Recently we did some research on Image processing using GPGPU, and we tired both OpenCL and AMP. It was found that AMP performs worse than OpenCL, consuming more time with the same workload. And we found that the bottleneck is memory transferring between Host and GPU. So we wrote a test code, using AMP or OpenCL just to copy the values of one vector to another. It contains three partitions: copying data from Host to GPU, execution in GPU, and copying data back from GPU to Host, and the time spent in each partition was recorded:
Platform: IvyBridge, I5-3450, with HD2500 GPU
Data length: 3264*2448*sizeof(int) bytes
OpenCL config: global_size = 3264*2448, local_size = 1, implement the copies via clEnqueueWriteBuffer and clEnqueueReadBuffer.

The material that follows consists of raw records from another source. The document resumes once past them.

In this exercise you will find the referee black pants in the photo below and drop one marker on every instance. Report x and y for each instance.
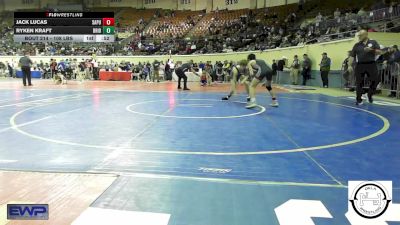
(26, 72)
(371, 70)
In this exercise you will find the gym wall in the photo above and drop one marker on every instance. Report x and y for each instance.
(337, 51)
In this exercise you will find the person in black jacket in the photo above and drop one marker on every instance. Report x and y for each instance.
(168, 75)
(180, 72)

AMP config: use the array<int, 1>a(3264*2448) with no tile, implement the copies via the function copy().
|
Copy to GPU |
Execution in GPU |
Copy back to CPU |
OpenCL |
7.45 ms |
100.57 ms |
7.68 ms |
AMP |
98.64 ms |
39.4 ms |
89.11 ms |
It can be found that, AMP consumes much more time in memory transfer between Host and GPU, but less time in GPU execution. We guess that maybe AMP copies data to a deeper memory buffer than OCL, so in GPU execution, fetching the data from the GPU buffer in OCL will spend much more time.

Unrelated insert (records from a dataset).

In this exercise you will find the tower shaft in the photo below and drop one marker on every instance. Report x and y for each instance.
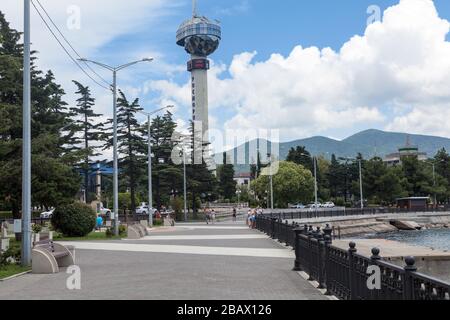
(198, 67)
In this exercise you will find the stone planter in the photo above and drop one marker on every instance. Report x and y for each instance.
(4, 244)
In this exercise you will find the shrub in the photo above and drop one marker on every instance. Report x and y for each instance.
(36, 228)
(122, 230)
(109, 233)
(74, 220)
(12, 255)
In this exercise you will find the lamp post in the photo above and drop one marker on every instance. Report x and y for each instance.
(238, 193)
(316, 188)
(316, 202)
(149, 151)
(360, 177)
(26, 149)
(114, 70)
(271, 180)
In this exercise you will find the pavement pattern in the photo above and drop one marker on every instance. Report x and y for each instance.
(226, 261)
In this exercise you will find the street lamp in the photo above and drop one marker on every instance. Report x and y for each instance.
(360, 178)
(271, 180)
(316, 201)
(26, 148)
(150, 189)
(114, 70)
(238, 193)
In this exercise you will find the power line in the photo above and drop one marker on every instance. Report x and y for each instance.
(65, 50)
(70, 45)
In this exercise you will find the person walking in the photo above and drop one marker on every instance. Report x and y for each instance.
(206, 211)
(213, 216)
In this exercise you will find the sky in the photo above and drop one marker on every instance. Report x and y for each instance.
(305, 68)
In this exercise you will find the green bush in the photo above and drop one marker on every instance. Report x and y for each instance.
(36, 228)
(109, 233)
(13, 253)
(122, 230)
(74, 220)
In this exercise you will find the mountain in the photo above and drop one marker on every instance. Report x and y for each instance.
(369, 143)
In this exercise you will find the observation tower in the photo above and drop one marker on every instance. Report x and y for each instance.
(200, 37)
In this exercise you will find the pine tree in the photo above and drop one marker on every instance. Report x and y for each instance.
(130, 146)
(84, 116)
(167, 177)
(227, 184)
(54, 179)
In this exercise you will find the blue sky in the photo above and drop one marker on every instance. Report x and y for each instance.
(325, 92)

However, increasing the local_size in OpenCL can help shorten the GPU Execution time:
Local_size |
1 |
4 |
8 |
16 |
32 |
64 |
GPU Execution in OpenCL |
100.57ms |
35.34ms |
18.13ms |
10.37ms |
10.15ms |
10.21ms |
And time spent in the memory copy almost remains the same, since they have nothing to do with local_size.
But in AMP, the bottleneck is the memory transfer, not the GPU execution, and changing the tile size doesn’t help (in fact, it increased the consumed time of GPU execution in our test). So after changing the local_size in OpenCL, it outperforms a lot than AMP.
Anyone come across similar issues? And what’s your solutions? I need your advice.
Thanks a lot.